Arte

Il dialogo invisibile che avvicina Fontana e Giacometti

A Firenze persino i tormenti del Novecento rinascono a nuova vita

Il dialogo invisibile che avvicina Fontana e Giacometti

A Firenze persino i tormenti del Novecento rinascono a nuova vita. Nella città che ospita ancora per tutto il mese a cinquant'anni dalla memorabile mostra al Forte Belvedere due monumentali sculture di Henry Moore (1898-1986) in luoghi-simbolo della città (Family Group, fotografatissimo in piazza della Signoria, e Large Interior Form sul sagrato di San Miniato), altri due geni del secolo scorso, per la prima volta insieme, dialogano con gli spazi quattrocenteschi del capoluogo toscano: Alberto Giacometti e Lucio Fontana.

Il loro incontro ideale avviene a Palazzo Vecchio, nella sala delle Udienze e nella sala dei Gigli (al termine del lungo percorso museale: vale la pena resistere). Qui, in un salone dalla tappezzeria a fondo blu e oro, la Giuditta di Donatello vigila sulla Signorina seduta di Fontana e L'object invisible di Giacometti, sculture così distanti nel materiale, la prima in terracotta colorata e il secondo in bronzo scurissimo, così vicine nel gesto delicato delle mani che disegnano lo spazio vuoto, tracciando la presenza di un'assenza. È l'intuizione più riuscita della mostra Giacometti Fontana. La ricerca dell'assoluto, a cura di Chiara Gatti e Sergio Risaliti (fino al 4 giugno 2023), che osa un confronto tra due giganti del Novecento che mai si incontrarono pur essendo affini nella ricerca creativa. Con una pratica artistica per entrambi giocata sulla manipolazione e sulla rinuncia alla forma, Lucio Fontana (1899-1968) e Alberto Giacometti (1901-1966) sono ossessionati dall'invisibile: Fontana si proietta nel cosmo, Giacometti discende agli inferi dell'umano. Entrambi rifuggono il superfluo come si vede a Palazzo Vecchio, grazie a prestiti provenienti dalla Fondazione Maeght di Saint-Paul-de-Vence e dal Museo del Novecento di Milano, dal felice confronto tra gli esili uomini in marcia di Giacometti e i grumi di materia, quasi dei meteoriti, trasformati in concetti spaziali da Fontana. «Giacometti e Fontana si sfiorano nella storia, lavorano negli stessi anni, citano gli stessi maestri (Giotto fra tutti), percorrono le stesse rotte e, soprattutto, guardano nella stessa direzione: verso il vuoto, l'invisibile, il sacro, l'altrove fisico e mentale», commenta la curatrice Chiara Gatti.

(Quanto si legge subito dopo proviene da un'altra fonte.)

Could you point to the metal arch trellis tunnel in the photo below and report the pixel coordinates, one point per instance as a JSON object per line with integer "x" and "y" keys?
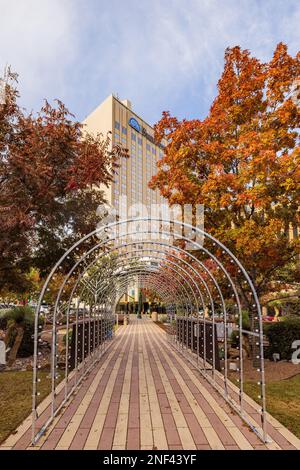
{"x": 200, "y": 287}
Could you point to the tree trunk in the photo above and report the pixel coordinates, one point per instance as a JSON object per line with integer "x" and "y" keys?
{"x": 17, "y": 343}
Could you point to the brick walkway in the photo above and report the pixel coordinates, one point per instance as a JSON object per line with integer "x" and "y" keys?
{"x": 144, "y": 395}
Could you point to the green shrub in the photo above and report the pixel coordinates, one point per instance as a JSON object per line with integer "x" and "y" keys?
{"x": 23, "y": 315}
{"x": 245, "y": 320}
{"x": 281, "y": 335}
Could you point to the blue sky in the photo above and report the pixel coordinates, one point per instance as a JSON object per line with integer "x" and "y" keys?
{"x": 160, "y": 54}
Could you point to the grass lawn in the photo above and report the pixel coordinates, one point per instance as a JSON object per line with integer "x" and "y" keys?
{"x": 283, "y": 401}
{"x": 16, "y": 398}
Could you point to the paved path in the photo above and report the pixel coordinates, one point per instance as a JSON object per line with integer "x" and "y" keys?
{"x": 145, "y": 395}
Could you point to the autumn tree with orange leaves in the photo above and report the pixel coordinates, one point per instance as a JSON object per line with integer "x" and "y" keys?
{"x": 50, "y": 174}
{"x": 243, "y": 162}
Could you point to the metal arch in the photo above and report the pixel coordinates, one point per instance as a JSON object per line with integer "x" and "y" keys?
{"x": 160, "y": 219}
{"x": 197, "y": 273}
{"x": 180, "y": 275}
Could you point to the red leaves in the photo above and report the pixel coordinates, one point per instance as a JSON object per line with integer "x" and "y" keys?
{"x": 242, "y": 161}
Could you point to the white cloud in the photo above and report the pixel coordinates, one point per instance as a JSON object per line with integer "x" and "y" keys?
{"x": 161, "y": 54}
{"x": 37, "y": 38}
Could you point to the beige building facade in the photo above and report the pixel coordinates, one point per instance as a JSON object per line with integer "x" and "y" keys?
{"x": 129, "y": 190}
{"x": 132, "y": 132}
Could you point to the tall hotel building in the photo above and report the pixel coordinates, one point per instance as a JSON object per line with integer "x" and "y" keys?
{"x": 133, "y": 133}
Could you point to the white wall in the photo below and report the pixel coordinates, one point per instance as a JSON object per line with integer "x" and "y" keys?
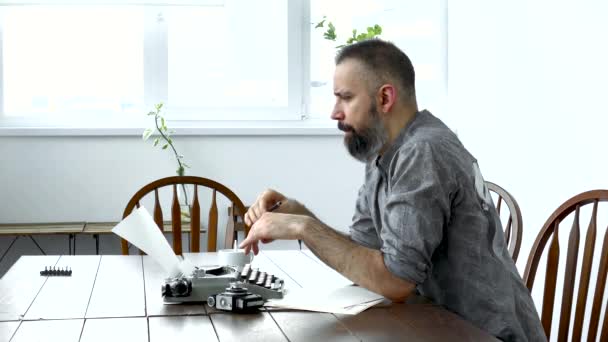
{"x": 528, "y": 82}
{"x": 56, "y": 179}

Da una brillante idea di Sergio Risaliti nasce il secondo capitolo del progetto che si concentra, nei due piani delle ex Leopoldine in piazza Santa Maria Novella, attuale sede del Museo Novecento, sul coté femminile, generativo e addirittura erotico dell'arte di Lucio Fontana. L'italoargentino è qui presentato sotto una lente ancora poco esplorata: vediamo infatti disegni, dipinti e sculture che, dal 46 fino agli ultimi anni della carriera, si interrogano sulla forza creativa e sulla pulsione generatrice dell'arte. S'intitola Lucio Fontana. L'origine du monde evocando il noto e scandaloso dipinto di Gustave Courbet questa mostra (una vera chicca) che osserva i lavori di Fontana in perenne bilico tra amore platonico e carnalità. Di uno come Lucio Fontana è stato scritto tutto e molto è stato mostrato. Non era facile, ma questo progetto fiorentino ci riesce, tentare uno sguardo nuovo: dal confronto diretto con Giacometti a Palazzo Vecchio emerge un Fontana più spirituale, dal dialogo immaginario con Courbet al Museo Novecento affiorano i suoi istinti.

L'affascinante dialettica tra elevazione dello spirito e gesto primario, tra astrazione e corporeità, arriva a spiegare in maniera originale ma circostanziata il senso dei tagli e dei buchi che portarono un nuovo rinascimento nel Novecento.